Aggregation
Polars implements a powerful syntax defined not only in its lazy API, but also in its eager API. Let's take a look at what that means.
We can start with the simple US congress dataset
.
url = "https://theunitedstates.io/congress-legislators/legislators-historical.csv"
schema_overrides = {
"first_name": pl.Categorical,
"gender": pl.Categorical,
"type": pl.Categorical,
"state": pl.Categorical,
"party": pl.Categorical,
}
dataset = pl.read_csv(url, schema_overrides=schema_overrides).with_columns(
pl.col("birthday").str.to_date(strict=False)
)
DataFrame
· Categorical
· Available on feature dtype-categorical
use std::io::Cursor;
use reqwest::blocking::Client;
let url = "https://theunitedstates.io/congress-legislators/legislators-historical.csv";
let mut schema = Schema::default();
schema.with_column(
"first_name".into(),
DataType::Categorical(None, Default::default()),
);
schema.with_column(
"gender".into(),
DataType::Categorical(None, Default::default()),
);
schema.with_column(
"type".into(),
DataType::Categorical(None, Default::default()),
);
schema.with_column(
"state".into(),
DataType::Categorical(None, Default::default()),
);
schema.with_column(
"party".into(),
DataType::Categorical(None, Default::default()),
);
schema.with_column("birthday".into(), DataType::Date);
let data: Vec<u8> = Client::new().get(url).send()?.text()?.bytes().collect();
let dataset = CsvReadOptions::default()
.with_has_header(true)
.with_schema(Some(Arc::new(schema)))
.map_parse_options(|parse_options| parse_options.with_try_parse_dates(true))

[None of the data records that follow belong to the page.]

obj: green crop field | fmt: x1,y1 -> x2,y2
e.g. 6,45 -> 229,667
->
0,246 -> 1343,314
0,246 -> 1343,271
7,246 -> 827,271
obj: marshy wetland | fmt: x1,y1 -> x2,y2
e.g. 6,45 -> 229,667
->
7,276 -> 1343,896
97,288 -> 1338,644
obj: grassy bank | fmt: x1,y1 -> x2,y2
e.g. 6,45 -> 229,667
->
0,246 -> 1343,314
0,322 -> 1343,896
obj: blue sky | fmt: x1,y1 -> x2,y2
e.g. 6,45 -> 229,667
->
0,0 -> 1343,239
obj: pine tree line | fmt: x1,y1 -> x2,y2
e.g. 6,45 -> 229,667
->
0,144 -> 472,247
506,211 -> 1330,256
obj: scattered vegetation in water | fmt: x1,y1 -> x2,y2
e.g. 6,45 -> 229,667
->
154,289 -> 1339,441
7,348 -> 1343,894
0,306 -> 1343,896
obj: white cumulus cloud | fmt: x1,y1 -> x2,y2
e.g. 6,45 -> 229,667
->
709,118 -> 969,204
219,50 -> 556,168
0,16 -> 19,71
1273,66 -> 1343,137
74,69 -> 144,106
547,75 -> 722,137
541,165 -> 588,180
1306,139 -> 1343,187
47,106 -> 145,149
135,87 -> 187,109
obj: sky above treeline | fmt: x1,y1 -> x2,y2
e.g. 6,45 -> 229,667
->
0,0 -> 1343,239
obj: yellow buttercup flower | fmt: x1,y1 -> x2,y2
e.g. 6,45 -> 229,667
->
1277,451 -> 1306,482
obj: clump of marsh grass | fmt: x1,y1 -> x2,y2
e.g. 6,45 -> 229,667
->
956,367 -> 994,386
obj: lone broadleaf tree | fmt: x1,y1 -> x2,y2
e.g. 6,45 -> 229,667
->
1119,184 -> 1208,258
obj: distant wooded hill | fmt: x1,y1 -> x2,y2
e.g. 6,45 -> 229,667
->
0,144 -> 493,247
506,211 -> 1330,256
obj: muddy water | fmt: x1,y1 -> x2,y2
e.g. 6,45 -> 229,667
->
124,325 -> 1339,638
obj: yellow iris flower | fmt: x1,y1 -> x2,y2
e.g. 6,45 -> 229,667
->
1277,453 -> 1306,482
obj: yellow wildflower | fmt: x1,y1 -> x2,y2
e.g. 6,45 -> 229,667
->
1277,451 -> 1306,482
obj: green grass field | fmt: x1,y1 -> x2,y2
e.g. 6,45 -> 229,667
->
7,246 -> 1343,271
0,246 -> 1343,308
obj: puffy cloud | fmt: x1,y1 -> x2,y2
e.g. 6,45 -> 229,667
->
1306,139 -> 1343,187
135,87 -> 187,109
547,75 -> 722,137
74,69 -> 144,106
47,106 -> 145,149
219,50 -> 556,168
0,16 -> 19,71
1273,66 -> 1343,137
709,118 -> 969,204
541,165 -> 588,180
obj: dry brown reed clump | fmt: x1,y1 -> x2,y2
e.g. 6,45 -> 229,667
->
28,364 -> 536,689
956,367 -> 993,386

.into_reader_with_file_handle(Cursor::new(data))
.finish()?;
println!("{}", &dataset);
Basic aggregations
You can easily combine different aggregations by adding multiple expressions in a
list
. There is no upper bound on the number of aggregations you can do, and you can
make any combination you want. In the snippet below we do the following aggregations:
Per GROUP "first_name"
we
- count the number of rows in the group:
- full form:
pl.len()
- full form:
- combine the values of gender into a list by omitting an aggregate function:
- full form:
pl.col("gender")
- full form:
- get the first value of column
"last_name"
in the group:- short form:
pl.first("last_name")
(not available in Rust) - full form:
pl.col("last_name").first()
- short form:
Besides the aggregation, we immediately sort the result and limit to the top 5
so that
we have a nice summary overview.
q = (
dataset.lazy()
.group_by("first_name")
.agg(
pl.len(),
pl.col("gender"),
pl.first("last_name"),
)
.sort("len", descending=True)
.limit(5)
)
df = q.collect()
print(df)
let df = dataset
.clone()
.lazy()
.group_by(["first_name"])
.agg([len(), col("gender"), col("last_name").first()])
.sort(
["len"],
SortMultipleOptions::default()
.with_order_descending(true)
.with_nulls_last(true),
)
.limit(5)
.collect()?;
println!("{}", df);
shape: (5, 4)
┌────────────┬──────┬───────────────────┬───────────┐
│ first_name ┆ len ┆ gender ┆ last_name │
│ --- ┆ --- ┆ --- ┆ --- │
│ cat ┆ u32 ┆ list[cat] ┆ str │
╞════════════╪══════╪═══════════════════╪═══════════╡
│ John ┆ 1256 ┆ ["M", "M", … "M"] ┆ Walker │
│ William ┆ 1022 ┆ ["M", "M", … "M"] ┆ Few │
│ James ┆ 714 ┆ ["M", "M", … "M"] ┆ Armstrong │
│ Thomas ┆ 453 ┆ ["M", "M", … "M"] ┆ Tucker │
│ Charles ┆ 439 ┆ ["M", "M", … "M"] ┆ Carroll │
└────────────┴──────┴───────────────────┴───────────┘
Conditionals
It's that easy! Let's turn it up a notch. Let's say we want to know how
many delegates of a "state" are "Pro" or "Anti" administration. We could directly query
that in the aggregation without the need of a lambda
or grooming the DataFrame
.
q = (
dataset.lazy()
.group_by("state")
.agg(
(pl.col("party") == "Anti-Administration").sum().alias("anti"),
(pl.col("party") == "Pro-Administration").sum().alias("pro"),
)
.sort("pro", descending=True)
.limit(5)
)
df = q.collect()
print(df)
let df = dataset
.clone()
.lazy()
.group_by(["state"])
.agg([
(col("party").eq(lit("Anti-Administration")))
.sum()
.alias("anti"),
(col("party").eq(lit("Pro-Administration")))
.sum()
.alias("pro"),
])
.sort(
["pro"],
SortMultipleOptions::default().with_order_descending(true),
)
.limit(5)
.collect()?;
println!("{}", df);
shape: (5, 3)
┌───────┬──────┬─────┐
│ state ┆ anti ┆ pro │
│ --- ┆ --- ┆ --- │
│ cat ┆ u32 ┆ u32 │
╞═══════╪══════╪═════╡
│ NJ ┆ 0 ┆ 3 │
│ CT ┆ 0 ┆ 3 │
│ NC ┆ 1 ┆ 2 │
│ MA ┆ 0 ┆ 1 │
│ VA ┆ 3 ┆ 1 │
└───────┴──────┴─────┘
Similarly, this could also be done with a nested GROUP BY, but that doesn't help show off some of these nice features. 😉
q = (
dataset.lazy()
.group_by("state", "party")
.agg(pl.count("party").alias("count"))
.filter(
(pl.col("party") == "Anti-Administration")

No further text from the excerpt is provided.